Lagerfeld  “20. Yüzyılın en ikonik parçalarından olan bu ceketi 21. Yüzyılın teknolojisi ile hayata geçirmekti fikir, ilk tasarlandığında asla akla hayale gelmeyecek bir şeyi gerçekleştirmekti” diye açıklıyordu defile sonrasında. Couture yüksek bir kulede uyuyan güzel gibi kalırsa unutulup gider önemli olan couture de zamana uyarlayabilmektir diyerek ikonik bir couture parçanın teknoloji ile değerinden bir şey kaybetmeyeceğini vurgulamak istemişti. 
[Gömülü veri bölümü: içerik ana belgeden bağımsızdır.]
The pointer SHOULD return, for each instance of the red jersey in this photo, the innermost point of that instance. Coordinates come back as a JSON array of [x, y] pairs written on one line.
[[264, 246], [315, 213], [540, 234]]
Yüksek moda tasarımcıları ve lüks moda evleri bu yeni alanı tasarım hayallerini sınırsız kılmak arzusuyla benimserken özellikle spor ayakkabı endüstrisinin büyük oyuncuları prototip üretimini çabuklaştıracağı ve daha önemlisi “kitlesel kişiselleştirme”yi kolaylaştırarak üretimi neredeyse birebir müşterinin ayağına özel ve hatta mağazada yapmayı sağlayabileceği için bu teknolojiye yıllardır büyük yatırımlar yapıyorlar. Profesyonel sporculara özel kişisel ayakkabılarla başlayan bu süreç şimdi son kullanıcıya nasıl hızla ve ulaşılabilir gelir bunun için büyük ar-geler çarpışıyor. Adidas, 3D baskı teknolojisinin en iyilerinden Carbon ortaklığında orta tabanı 3D baskı ile üretilmiş ilk ayakkabısının kitlesel üretimini yaptı bile, hedef büyük sayıda ayakkabının tamamını böyle üretmek. Adidas’a göre özellikle koşu ayakkabılarında maksimum konforun sağlanması kişiye özel 3D baskı ile mümkün olacak, orta taban üretimi için yazıcı makinalar saç telinden ince bir malzemeyle çalışıyor. Benzeri bir vaad Under Armour, New Balance ve Nike gibi firmalarda da var, hemen hepsi müşterilerine birebir kendilerine uygun ayakkabıyı mağazada üretme ve satın alma hedefi koymuş durumda.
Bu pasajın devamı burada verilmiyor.